A case of corpus callosum agenesis presenting with recurrent brief depression.

Agenesis of corpus callosum can have various neuropsychiatric manifestations. Following case report highlights the case of a young man presenting with features of recurrent brief depressive disorder, each lasting for about 3 to 7 days, for over a year. He had history of occasional headache and episodes of swooning attack in between, usually precipitated by emotional events. His neuroimaging revealed agenesis of corpus callosum. He was experiencing swooning attacks as he became aware that some 'unusual' findings were present in his reports. Recurrent brief depression can be a manifestation of this congenital anomaly, and conversion disorder can be present as comorbid diagnosis perhaps due to ignorance and fear of this apparently innocuous congenital malformation.

INTRODUCTION

Agenesis of corpus callosum (ACC) is mostly a congenital anomaly that occurs predominantly in males, either isolated or in combination with other CNS or systemic malformations.
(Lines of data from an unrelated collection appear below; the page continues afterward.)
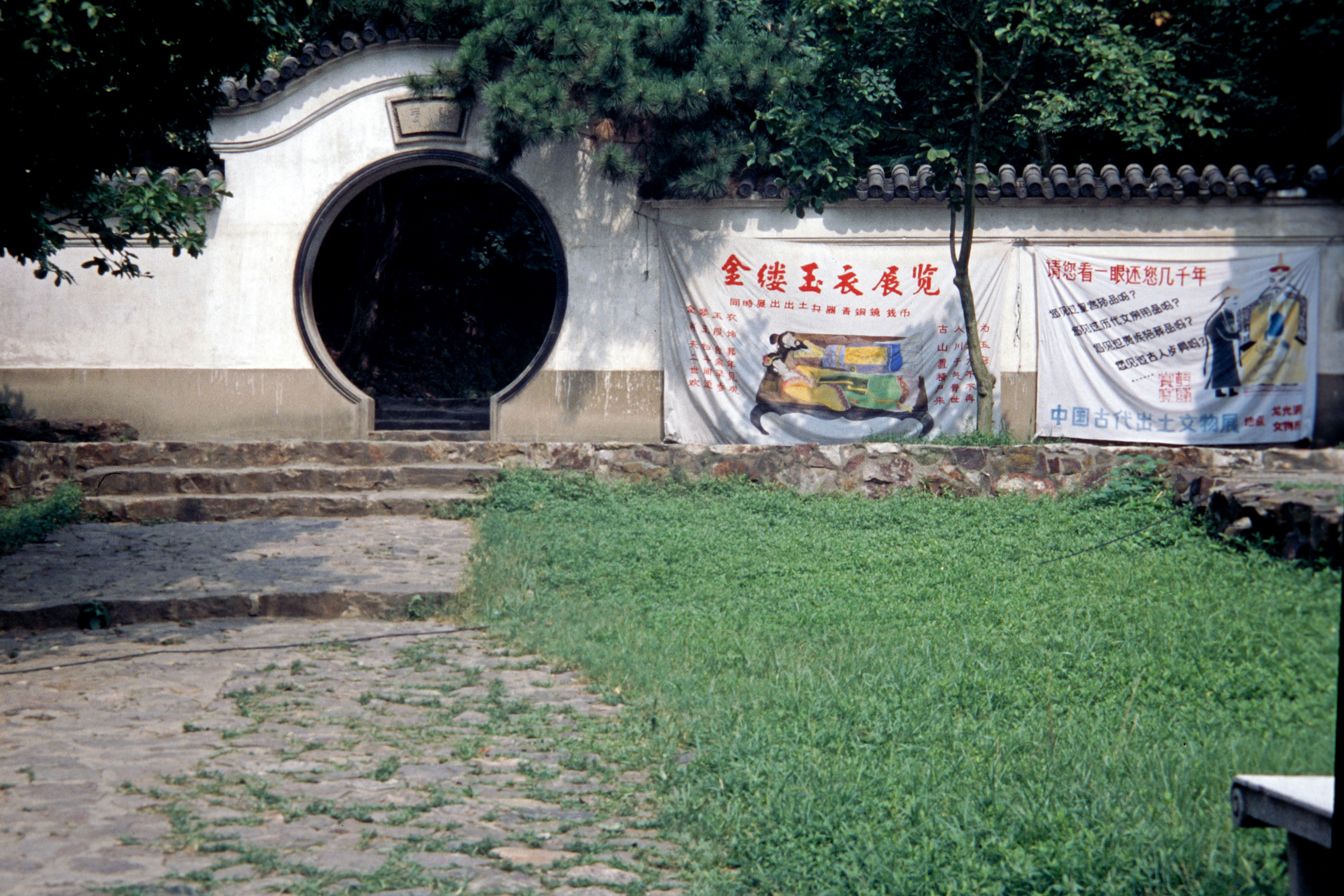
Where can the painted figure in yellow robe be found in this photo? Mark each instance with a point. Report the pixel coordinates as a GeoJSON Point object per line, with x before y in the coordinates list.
{"type": "Point", "coordinates": [1273, 334]}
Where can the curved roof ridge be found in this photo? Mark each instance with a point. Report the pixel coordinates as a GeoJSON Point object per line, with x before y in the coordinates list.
{"type": "Point", "coordinates": [242, 96]}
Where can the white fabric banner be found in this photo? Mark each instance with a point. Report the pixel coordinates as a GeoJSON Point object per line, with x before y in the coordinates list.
{"type": "Point", "coordinates": [1178, 350]}
{"type": "Point", "coordinates": [788, 340]}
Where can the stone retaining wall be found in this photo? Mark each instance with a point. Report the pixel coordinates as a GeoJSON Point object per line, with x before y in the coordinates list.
{"type": "Point", "coordinates": [873, 469]}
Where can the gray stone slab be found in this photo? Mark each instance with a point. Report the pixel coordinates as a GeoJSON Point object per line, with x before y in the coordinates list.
{"type": "Point", "coordinates": [303, 567]}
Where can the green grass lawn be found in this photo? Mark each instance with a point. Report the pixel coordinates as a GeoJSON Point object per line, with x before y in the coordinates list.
{"type": "Point", "coordinates": [896, 696]}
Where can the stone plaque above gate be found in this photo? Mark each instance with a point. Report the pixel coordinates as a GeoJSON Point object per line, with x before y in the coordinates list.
{"type": "Point", "coordinates": [432, 119]}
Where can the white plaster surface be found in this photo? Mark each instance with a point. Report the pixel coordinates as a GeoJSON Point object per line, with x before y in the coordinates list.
{"type": "Point", "coordinates": [234, 308]}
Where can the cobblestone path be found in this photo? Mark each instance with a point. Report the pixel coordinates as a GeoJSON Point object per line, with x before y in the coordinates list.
{"type": "Point", "coordinates": [412, 766]}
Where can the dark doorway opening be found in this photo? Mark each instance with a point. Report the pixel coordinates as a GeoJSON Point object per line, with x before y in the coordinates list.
{"type": "Point", "coordinates": [435, 289]}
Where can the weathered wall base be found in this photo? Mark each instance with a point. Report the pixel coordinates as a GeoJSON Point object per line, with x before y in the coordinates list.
{"type": "Point", "coordinates": [873, 469]}
{"type": "Point", "coordinates": [183, 403]}
{"type": "Point", "coordinates": [1330, 410]}
{"type": "Point", "coordinates": [584, 406]}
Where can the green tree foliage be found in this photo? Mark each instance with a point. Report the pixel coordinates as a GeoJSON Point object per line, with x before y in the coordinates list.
{"type": "Point", "coordinates": [99, 88]}
{"type": "Point", "coordinates": [954, 83]}
{"type": "Point", "coordinates": [670, 89]}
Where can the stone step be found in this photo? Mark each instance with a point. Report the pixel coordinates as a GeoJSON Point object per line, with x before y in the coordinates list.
{"type": "Point", "coordinates": [113, 481]}
{"type": "Point", "coordinates": [449, 425]}
{"type": "Point", "coordinates": [394, 434]}
{"type": "Point", "coordinates": [406, 449]}
{"type": "Point", "coordinates": [218, 508]}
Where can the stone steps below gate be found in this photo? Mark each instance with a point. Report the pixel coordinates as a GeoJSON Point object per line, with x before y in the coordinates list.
{"type": "Point", "coordinates": [218, 508]}
{"type": "Point", "coordinates": [113, 481]}
{"type": "Point", "coordinates": [217, 481]}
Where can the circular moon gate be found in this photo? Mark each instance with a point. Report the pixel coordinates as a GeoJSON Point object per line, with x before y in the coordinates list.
{"type": "Point", "coordinates": [426, 282]}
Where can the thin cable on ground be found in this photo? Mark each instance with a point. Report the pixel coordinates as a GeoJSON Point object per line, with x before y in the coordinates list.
{"type": "Point", "coordinates": [1113, 540]}
{"type": "Point", "coordinates": [260, 646]}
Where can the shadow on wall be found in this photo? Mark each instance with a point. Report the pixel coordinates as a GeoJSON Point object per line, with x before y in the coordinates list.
{"type": "Point", "coordinates": [12, 406]}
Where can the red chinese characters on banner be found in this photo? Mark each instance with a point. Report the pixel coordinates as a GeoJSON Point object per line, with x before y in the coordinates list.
{"type": "Point", "coordinates": [1057, 269]}
{"type": "Point", "coordinates": [810, 280]}
{"type": "Point", "coordinates": [1174, 387]}
{"type": "Point", "coordinates": [890, 282]}
{"type": "Point", "coordinates": [733, 272]}
{"type": "Point", "coordinates": [772, 277]}
{"type": "Point", "coordinates": [847, 282]}
{"type": "Point", "coordinates": [1149, 275]}
{"type": "Point", "coordinates": [924, 280]}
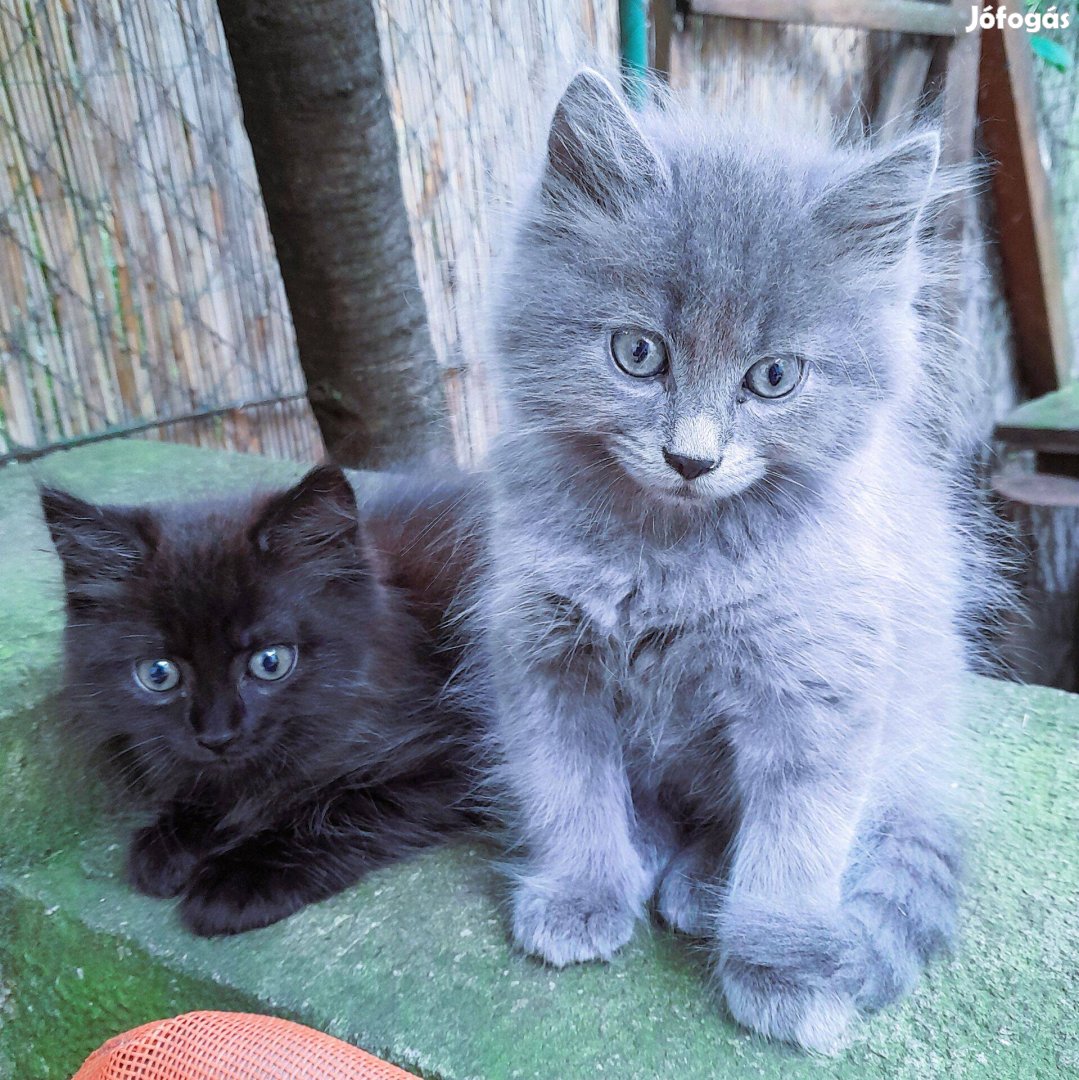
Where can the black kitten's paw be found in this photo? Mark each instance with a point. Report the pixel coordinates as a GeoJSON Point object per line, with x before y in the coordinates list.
{"type": "Point", "coordinates": [787, 977]}
{"type": "Point", "coordinates": [240, 890]}
{"type": "Point", "coordinates": [157, 864]}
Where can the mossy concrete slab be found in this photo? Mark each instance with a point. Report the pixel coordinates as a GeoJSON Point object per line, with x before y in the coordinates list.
{"type": "Point", "coordinates": [414, 963]}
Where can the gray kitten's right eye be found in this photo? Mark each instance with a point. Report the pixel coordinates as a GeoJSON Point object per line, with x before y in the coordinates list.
{"type": "Point", "coordinates": [639, 353]}
{"type": "Point", "coordinates": [157, 675]}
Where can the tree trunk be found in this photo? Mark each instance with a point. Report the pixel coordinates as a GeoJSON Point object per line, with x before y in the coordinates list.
{"type": "Point", "coordinates": [310, 80]}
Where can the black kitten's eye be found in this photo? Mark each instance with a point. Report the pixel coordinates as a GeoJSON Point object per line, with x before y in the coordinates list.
{"type": "Point", "coordinates": [774, 376]}
{"type": "Point", "coordinates": [272, 663]}
{"type": "Point", "coordinates": [639, 353]}
{"type": "Point", "coordinates": [157, 675]}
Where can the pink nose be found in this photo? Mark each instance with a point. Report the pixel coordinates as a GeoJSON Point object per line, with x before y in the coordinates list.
{"type": "Point", "coordinates": [686, 467]}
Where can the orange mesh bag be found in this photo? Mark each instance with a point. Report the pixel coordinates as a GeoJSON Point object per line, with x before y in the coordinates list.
{"type": "Point", "coordinates": [215, 1045]}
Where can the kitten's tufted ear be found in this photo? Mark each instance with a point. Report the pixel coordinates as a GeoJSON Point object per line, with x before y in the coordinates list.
{"type": "Point", "coordinates": [596, 148]}
{"type": "Point", "coordinates": [96, 543]}
{"type": "Point", "coordinates": [874, 210]}
{"type": "Point", "coordinates": [318, 514]}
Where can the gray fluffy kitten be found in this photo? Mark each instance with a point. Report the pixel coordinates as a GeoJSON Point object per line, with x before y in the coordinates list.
{"type": "Point", "coordinates": [726, 570]}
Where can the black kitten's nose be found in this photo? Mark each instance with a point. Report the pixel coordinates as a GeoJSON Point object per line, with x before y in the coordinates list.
{"type": "Point", "coordinates": [688, 468]}
{"type": "Point", "coordinates": [215, 740]}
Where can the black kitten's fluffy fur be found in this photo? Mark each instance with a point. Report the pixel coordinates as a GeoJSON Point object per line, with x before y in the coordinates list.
{"type": "Point", "coordinates": [271, 793]}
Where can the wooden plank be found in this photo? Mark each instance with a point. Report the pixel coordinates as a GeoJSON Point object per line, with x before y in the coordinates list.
{"type": "Point", "coordinates": [903, 91]}
{"type": "Point", "coordinates": [959, 98]}
{"type": "Point", "coordinates": [1037, 489]}
{"type": "Point", "coordinates": [904, 16]}
{"type": "Point", "coordinates": [661, 16]}
{"type": "Point", "coordinates": [1049, 423]}
{"type": "Point", "coordinates": [1028, 248]}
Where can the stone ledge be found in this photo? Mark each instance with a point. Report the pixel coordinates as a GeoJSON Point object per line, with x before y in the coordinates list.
{"type": "Point", "coordinates": [413, 963]}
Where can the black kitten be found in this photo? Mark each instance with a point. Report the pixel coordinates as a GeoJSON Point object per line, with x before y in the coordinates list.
{"type": "Point", "coordinates": [272, 675]}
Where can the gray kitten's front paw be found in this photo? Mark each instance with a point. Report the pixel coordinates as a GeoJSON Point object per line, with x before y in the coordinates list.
{"type": "Point", "coordinates": [685, 900]}
{"type": "Point", "coordinates": [570, 927]}
{"type": "Point", "coordinates": [787, 977]}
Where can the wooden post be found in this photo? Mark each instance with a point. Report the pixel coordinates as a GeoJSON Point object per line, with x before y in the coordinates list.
{"type": "Point", "coordinates": [310, 79]}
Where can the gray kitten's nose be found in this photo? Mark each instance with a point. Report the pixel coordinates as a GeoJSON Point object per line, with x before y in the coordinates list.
{"type": "Point", "coordinates": [688, 468]}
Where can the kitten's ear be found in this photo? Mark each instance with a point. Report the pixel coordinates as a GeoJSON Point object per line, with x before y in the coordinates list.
{"type": "Point", "coordinates": [874, 210]}
{"type": "Point", "coordinates": [96, 543]}
{"type": "Point", "coordinates": [318, 514]}
{"type": "Point", "coordinates": [596, 148]}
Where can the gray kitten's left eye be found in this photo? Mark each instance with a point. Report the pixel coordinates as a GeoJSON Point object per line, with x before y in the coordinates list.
{"type": "Point", "coordinates": [774, 376]}
{"type": "Point", "coordinates": [272, 663]}
{"type": "Point", "coordinates": [639, 353]}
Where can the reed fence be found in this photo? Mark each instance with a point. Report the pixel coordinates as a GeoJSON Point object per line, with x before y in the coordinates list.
{"type": "Point", "coordinates": [138, 285]}
{"type": "Point", "coordinates": [471, 83]}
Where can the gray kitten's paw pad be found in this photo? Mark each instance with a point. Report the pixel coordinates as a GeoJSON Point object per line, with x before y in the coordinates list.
{"type": "Point", "coordinates": [684, 900]}
{"type": "Point", "coordinates": [570, 929]}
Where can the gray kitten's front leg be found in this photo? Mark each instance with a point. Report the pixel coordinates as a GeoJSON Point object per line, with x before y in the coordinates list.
{"type": "Point", "coordinates": [583, 883]}
{"type": "Point", "coordinates": [784, 948]}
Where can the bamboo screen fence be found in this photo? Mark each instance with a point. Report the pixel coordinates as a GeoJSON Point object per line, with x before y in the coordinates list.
{"type": "Point", "coordinates": [471, 85]}
{"type": "Point", "coordinates": [138, 285]}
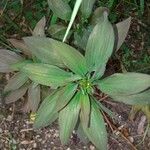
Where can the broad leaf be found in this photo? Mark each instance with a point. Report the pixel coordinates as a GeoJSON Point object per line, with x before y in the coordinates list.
{"type": "Point", "coordinates": [60, 8]}
{"type": "Point", "coordinates": [124, 83]}
{"type": "Point", "coordinates": [16, 82]}
{"type": "Point", "coordinates": [67, 93]}
{"type": "Point", "coordinates": [15, 95]}
{"type": "Point", "coordinates": [42, 49]}
{"type": "Point", "coordinates": [39, 29]}
{"type": "Point", "coordinates": [48, 75]}
{"type": "Point", "coordinates": [46, 114]}
{"type": "Point", "coordinates": [122, 29]}
{"type": "Point", "coordinates": [72, 58]}
{"type": "Point", "coordinates": [136, 99]}
{"type": "Point", "coordinates": [86, 7]}
{"type": "Point", "coordinates": [96, 132]}
{"type": "Point", "coordinates": [100, 46]}
{"type": "Point", "coordinates": [34, 97]}
{"type": "Point", "coordinates": [68, 118]}
{"type": "Point", "coordinates": [19, 44]}
{"type": "Point", "coordinates": [7, 58]}
{"type": "Point", "coordinates": [85, 109]}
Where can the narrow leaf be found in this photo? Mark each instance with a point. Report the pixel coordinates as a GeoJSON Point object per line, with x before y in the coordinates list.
{"type": "Point", "coordinates": [15, 95]}
{"type": "Point", "coordinates": [60, 8]}
{"type": "Point", "coordinates": [43, 50]}
{"type": "Point", "coordinates": [96, 132]}
{"type": "Point", "coordinates": [122, 29]}
{"type": "Point", "coordinates": [86, 7]}
{"type": "Point", "coordinates": [16, 82]}
{"type": "Point", "coordinates": [136, 99]}
{"type": "Point", "coordinates": [48, 75]}
{"type": "Point", "coordinates": [34, 97]}
{"type": "Point", "coordinates": [39, 29]}
{"type": "Point", "coordinates": [74, 13]}
{"type": "Point", "coordinates": [85, 109]}
{"type": "Point", "coordinates": [124, 83]}
{"type": "Point", "coordinates": [68, 118]}
{"type": "Point", "coordinates": [100, 46]}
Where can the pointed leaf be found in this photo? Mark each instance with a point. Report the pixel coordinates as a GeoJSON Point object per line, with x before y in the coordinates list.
{"type": "Point", "coordinates": [72, 58]}
{"type": "Point", "coordinates": [16, 82]}
{"type": "Point", "coordinates": [46, 114]}
{"type": "Point", "coordinates": [15, 95]}
{"type": "Point", "coordinates": [39, 29]}
{"type": "Point", "coordinates": [67, 93]}
{"type": "Point", "coordinates": [100, 45]}
{"type": "Point", "coordinates": [136, 99]}
{"type": "Point", "coordinates": [122, 29]}
{"type": "Point", "coordinates": [124, 83]}
{"type": "Point", "coordinates": [42, 49]}
{"type": "Point", "coordinates": [34, 97]}
{"type": "Point", "coordinates": [68, 118]}
{"type": "Point", "coordinates": [60, 8]}
{"type": "Point", "coordinates": [86, 7]}
{"type": "Point", "coordinates": [19, 44]}
{"type": "Point", "coordinates": [85, 109]}
{"type": "Point", "coordinates": [96, 132]}
{"type": "Point", "coordinates": [48, 75]}
{"type": "Point", "coordinates": [7, 58]}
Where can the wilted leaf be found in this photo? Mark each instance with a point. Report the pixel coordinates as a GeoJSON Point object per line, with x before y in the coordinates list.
{"type": "Point", "coordinates": [96, 132]}
{"type": "Point", "coordinates": [124, 83]}
{"type": "Point", "coordinates": [34, 96]}
{"type": "Point", "coordinates": [60, 8]}
{"type": "Point", "coordinates": [85, 109]}
{"type": "Point", "coordinates": [122, 29]}
{"type": "Point", "coordinates": [16, 82]}
{"type": "Point", "coordinates": [100, 46]}
{"type": "Point", "coordinates": [39, 29]}
{"type": "Point", "coordinates": [86, 7]}
{"type": "Point", "coordinates": [142, 98]}
{"type": "Point", "coordinates": [43, 49]}
{"type": "Point", "coordinates": [15, 95]}
{"type": "Point", "coordinates": [19, 44]}
{"type": "Point", "coordinates": [7, 58]}
{"type": "Point", "coordinates": [48, 75]}
{"type": "Point", "coordinates": [68, 118]}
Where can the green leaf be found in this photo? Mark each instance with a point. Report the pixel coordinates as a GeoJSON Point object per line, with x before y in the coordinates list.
{"type": "Point", "coordinates": [124, 83]}
{"type": "Point", "coordinates": [100, 46]}
{"type": "Point", "coordinates": [136, 99]}
{"type": "Point", "coordinates": [15, 95]}
{"type": "Point", "coordinates": [43, 49]}
{"type": "Point", "coordinates": [39, 29]}
{"type": "Point", "coordinates": [48, 75]}
{"type": "Point", "coordinates": [73, 16]}
{"type": "Point", "coordinates": [7, 58]}
{"type": "Point", "coordinates": [16, 82]}
{"type": "Point", "coordinates": [60, 8]}
{"type": "Point", "coordinates": [98, 15]}
{"type": "Point", "coordinates": [96, 132]}
{"type": "Point", "coordinates": [46, 114]}
{"type": "Point", "coordinates": [72, 58]}
{"type": "Point", "coordinates": [86, 7]}
{"type": "Point", "coordinates": [67, 93]}
{"type": "Point", "coordinates": [68, 118]}
{"type": "Point", "coordinates": [122, 29]}
{"type": "Point", "coordinates": [85, 108]}
{"type": "Point", "coordinates": [34, 96]}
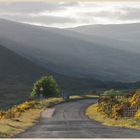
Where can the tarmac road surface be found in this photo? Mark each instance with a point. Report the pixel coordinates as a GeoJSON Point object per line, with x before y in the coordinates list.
{"type": "Point", "coordinates": [69, 121]}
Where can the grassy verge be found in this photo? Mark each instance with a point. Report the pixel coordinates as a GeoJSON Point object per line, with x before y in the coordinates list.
{"type": "Point", "coordinates": [93, 114]}
{"type": "Point", "coordinates": [12, 123]}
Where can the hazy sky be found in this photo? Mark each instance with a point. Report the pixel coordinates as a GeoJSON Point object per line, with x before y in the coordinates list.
{"type": "Point", "coordinates": [70, 13]}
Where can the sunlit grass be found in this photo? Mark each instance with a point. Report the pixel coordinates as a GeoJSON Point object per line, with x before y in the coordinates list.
{"type": "Point", "coordinates": [93, 114]}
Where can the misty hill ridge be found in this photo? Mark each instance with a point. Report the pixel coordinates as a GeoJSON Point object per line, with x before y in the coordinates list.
{"type": "Point", "coordinates": [76, 56]}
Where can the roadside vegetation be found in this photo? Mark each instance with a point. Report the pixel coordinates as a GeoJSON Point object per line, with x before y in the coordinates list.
{"type": "Point", "coordinates": [116, 108]}
{"type": "Point", "coordinates": [45, 94]}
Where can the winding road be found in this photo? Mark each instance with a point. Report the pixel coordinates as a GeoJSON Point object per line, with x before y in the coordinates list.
{"type": "Point", "coordinates": [69, 121]}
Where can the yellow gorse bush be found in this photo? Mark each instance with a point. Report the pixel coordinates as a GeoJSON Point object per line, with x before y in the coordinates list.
{"type": "Point", "coordinates": [137, 115]}
{"type": "Point", "coordinates": [135, 100]}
Corpus callosum develops from the lamina reuniens in the telencephalon and begins to appear at around 10.5 weeks, till it reaches adult form by 17 weeks. The occurrence of ACC is usually sporadic. Disturbance of embryogenesis in the first trimester of pregnancy by an unknown insult is sometimes put forward as a probable antenatal cause. Once thought to be a rare condition, ACC has been turning up with increasing frequency ever since the widespread clinical use of MRI. ACC can occur in other congenital anomalies, including Arnold-Chiari malformation, Dandy-Walker syndrome, schizencephaly (clefts in brain tissue) and holoprosencephaly (failure of the forebrain to divide into lobes), Aicardi's syndrome, fetal alcohol syndrome and several trisomies.[1] ACC can also be associated with malformations in other parts of the body, such as midline facial defects, or can occur as one of the developmental abnormalities in schizophrenia. The effects of the disorder range from subtle to severe, depending on associated brain abnormalities. Intelligence may be normal with mild compromise of skills requiring matching of visual patterns. But children with the most severe brain malformations may have intellectual disability, seizures, hydrocephalus and spasticity.[23]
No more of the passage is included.